Hanuman langur shot with an air rifle in Raigad
Officials from forest department brought the adult grey langur to Mulund clinic. He was struggling to breathe and died of cardiac failure
In a shocking case of animal cruelty, a Hanuman langur, or grey langur, was shot using an airgun by unidentified people in Raigad three days ago. An official from the Raigad Forest Department got the langur to Mumbai, to the clinic of Dr Deepa Katyal in Mulund, for treatment, but due to injuries, he succumbed to cardiac failure. With such extreme cases of animal cruelty happening on a regular basis, animal welfare activists think that the concerned people should be apprehended and punished. Talking to mid-day, Dr Katyal said, "On Makar Sankranti, we were busy dealing with the continuous flow of birds injured with the glass manja, but that day, we had to deal with an even worse example of human torture. An adult langur was brought in suffering from paraplegia and struggling to breathe."
In order to understand the nature of the injuries, an X-ray was done and the results of the test shocked everyone as there were three air gun bullets in the body. "The X-ray showed three air bullets inside the langur's body, two near the pelvis and one close to the right shoulder, missing a major blood vessel. The primate also showed dilated gas loops, indicating some sort of obstruction. One can only imagine the pain and discomfort he had gone through. Unfortunately, after all our efforts to revive his dropping blood pressure and heart rate due to multiple medical issues, a CPR got his heartbeat back, only to sink later into cardiac failure. This story reflects the need for prompt investigation for such crime and cruelty to our wildlife," said Katyal.
However, she praised the efforts taken by beat guard Maulesh Tayade and forest guard Ashok Gore from Alibaug, who rushed the animal to the clinic as soon as they could. "It is due to the dedicated team in the forest department that such heinous cases of animal cruelty come to light, and I hope that the people responsible for injuring the langur face action," she said.

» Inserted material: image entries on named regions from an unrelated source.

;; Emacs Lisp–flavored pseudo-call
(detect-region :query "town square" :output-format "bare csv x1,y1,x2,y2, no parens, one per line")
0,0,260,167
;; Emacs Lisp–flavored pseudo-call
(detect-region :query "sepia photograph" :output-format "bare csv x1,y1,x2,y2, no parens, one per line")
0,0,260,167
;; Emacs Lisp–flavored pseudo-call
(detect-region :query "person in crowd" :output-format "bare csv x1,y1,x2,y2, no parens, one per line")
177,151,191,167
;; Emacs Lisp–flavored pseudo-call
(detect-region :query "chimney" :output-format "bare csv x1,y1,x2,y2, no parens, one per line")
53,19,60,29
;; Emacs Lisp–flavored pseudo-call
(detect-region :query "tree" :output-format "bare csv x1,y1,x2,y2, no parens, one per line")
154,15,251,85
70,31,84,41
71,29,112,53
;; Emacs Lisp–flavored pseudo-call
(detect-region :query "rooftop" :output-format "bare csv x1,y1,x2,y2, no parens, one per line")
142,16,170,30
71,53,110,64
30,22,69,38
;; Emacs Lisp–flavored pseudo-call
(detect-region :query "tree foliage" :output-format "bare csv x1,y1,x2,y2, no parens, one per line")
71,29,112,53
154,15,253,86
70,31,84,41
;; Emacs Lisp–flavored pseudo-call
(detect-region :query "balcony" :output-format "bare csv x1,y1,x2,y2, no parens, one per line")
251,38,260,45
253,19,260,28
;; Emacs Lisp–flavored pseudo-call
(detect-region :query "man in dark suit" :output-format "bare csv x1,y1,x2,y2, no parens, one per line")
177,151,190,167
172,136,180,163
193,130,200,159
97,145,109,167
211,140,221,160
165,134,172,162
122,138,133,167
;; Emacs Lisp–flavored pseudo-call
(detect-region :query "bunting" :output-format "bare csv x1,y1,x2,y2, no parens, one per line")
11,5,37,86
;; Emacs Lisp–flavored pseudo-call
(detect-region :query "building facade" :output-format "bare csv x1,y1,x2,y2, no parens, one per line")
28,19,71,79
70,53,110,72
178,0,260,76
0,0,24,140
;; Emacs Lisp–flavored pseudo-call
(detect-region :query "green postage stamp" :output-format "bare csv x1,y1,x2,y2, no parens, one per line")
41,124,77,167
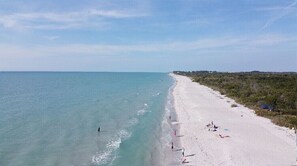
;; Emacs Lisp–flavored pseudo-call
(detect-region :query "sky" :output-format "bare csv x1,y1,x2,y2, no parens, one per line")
0,0,297,72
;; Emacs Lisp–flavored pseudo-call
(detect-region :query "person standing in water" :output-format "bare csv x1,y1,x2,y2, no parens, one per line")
182,148,185,157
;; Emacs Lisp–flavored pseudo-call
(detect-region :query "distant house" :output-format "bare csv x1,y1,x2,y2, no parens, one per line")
260,104,274,111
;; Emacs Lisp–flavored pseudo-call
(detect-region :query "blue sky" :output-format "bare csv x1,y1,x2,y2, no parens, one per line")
0,0,297,72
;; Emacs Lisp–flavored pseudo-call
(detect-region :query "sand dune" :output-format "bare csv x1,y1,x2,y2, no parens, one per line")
172,74,296,166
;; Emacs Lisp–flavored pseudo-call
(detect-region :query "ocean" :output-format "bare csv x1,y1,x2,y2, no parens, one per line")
0,72,174,166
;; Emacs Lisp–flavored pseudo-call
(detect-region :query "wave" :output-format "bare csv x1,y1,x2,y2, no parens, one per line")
92,130,132,165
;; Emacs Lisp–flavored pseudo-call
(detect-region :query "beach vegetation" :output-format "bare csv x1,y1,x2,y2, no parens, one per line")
174,71,297,128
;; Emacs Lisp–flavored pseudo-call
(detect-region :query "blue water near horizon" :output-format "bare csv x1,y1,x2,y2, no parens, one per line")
0,72,174,166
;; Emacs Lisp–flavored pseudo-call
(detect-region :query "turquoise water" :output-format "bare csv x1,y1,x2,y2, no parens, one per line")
0,72,173,166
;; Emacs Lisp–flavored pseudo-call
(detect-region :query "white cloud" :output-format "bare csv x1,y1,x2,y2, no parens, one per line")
0,35,297,58
0,9,147,29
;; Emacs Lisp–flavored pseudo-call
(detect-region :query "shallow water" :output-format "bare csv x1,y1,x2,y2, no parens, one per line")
0,72,173,166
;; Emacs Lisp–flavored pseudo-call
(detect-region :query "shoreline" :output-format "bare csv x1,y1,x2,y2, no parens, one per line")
170,74,296,166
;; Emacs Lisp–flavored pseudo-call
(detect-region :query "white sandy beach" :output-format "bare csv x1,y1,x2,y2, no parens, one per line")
172,74,296,166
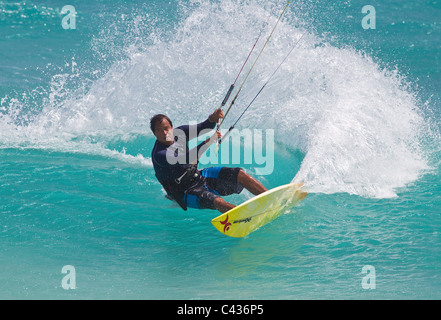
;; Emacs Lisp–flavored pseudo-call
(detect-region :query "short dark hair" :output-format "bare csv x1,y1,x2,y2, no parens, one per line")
150,114,173,133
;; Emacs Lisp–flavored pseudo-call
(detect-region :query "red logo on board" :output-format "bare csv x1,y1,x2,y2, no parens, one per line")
220,214,231,233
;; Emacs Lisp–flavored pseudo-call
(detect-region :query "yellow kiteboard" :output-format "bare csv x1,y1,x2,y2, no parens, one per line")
211,184,307,238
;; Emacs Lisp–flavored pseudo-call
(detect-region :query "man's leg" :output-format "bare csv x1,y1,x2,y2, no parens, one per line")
237,169,268,195
213,197,236,213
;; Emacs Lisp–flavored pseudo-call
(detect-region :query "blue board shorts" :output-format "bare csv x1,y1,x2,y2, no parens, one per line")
186,167,243,209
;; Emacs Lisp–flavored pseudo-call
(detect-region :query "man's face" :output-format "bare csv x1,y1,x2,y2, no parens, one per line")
154,119,174,145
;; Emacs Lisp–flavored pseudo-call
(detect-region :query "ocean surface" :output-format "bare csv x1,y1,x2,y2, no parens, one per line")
0,0,441,299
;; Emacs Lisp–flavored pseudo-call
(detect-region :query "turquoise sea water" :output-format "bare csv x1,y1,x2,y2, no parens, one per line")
0,0,441,299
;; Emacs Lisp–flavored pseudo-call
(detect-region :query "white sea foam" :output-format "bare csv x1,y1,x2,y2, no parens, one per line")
0,0,427,197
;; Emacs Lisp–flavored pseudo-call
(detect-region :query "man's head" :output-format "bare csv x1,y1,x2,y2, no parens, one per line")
150,114,173,145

Sumant Madhav, campaign manager, Humane Society International, said, "Conflict with various species of monkeys across the country has become a harsh reality owing to several anthropogenic factors. The forest department is often brought into the picture to 'react' to situations that occur. Often these reactive measures are done under pressure and not necessarily the right thing to do. What the department needs to do is take a stand to mitigate human-wildlife conflict proactively. This includes measures such as addressing and educating communities who have the potential of conflict on preparedness, adaptation measures and such. When conflict leads to loss of property/life or crops for marginal communities and they are not met with an apt response from the forest department, communities begin taking matters into their own hands and take their animosity out on the animals, who are easy targets."
PETA India Lead Emergency Response Coordinator Meet Ashar said, "Such people must be booked and arrested immediately for 'hunting' under Sections 9, 39 and 51 of the Wildlife Protection Act, 1972. Also Section 429 IPC, 1860, along with sections 25 and 26 of the Arms Act. For possessing an air gun, one needs a licence from the police department. I am sure these people didn't have it. The department must act strong to set a deterrent for others. Cruelty to animals should worry everyone. Research in psychology and criminology shows that people who commit acts of cruelty to animals often don't stop there — many move on to hurting humans. And the FBI has found that a history of cruelty to animals is one of the traits that regularly appear in its records of serial rapists and murderers."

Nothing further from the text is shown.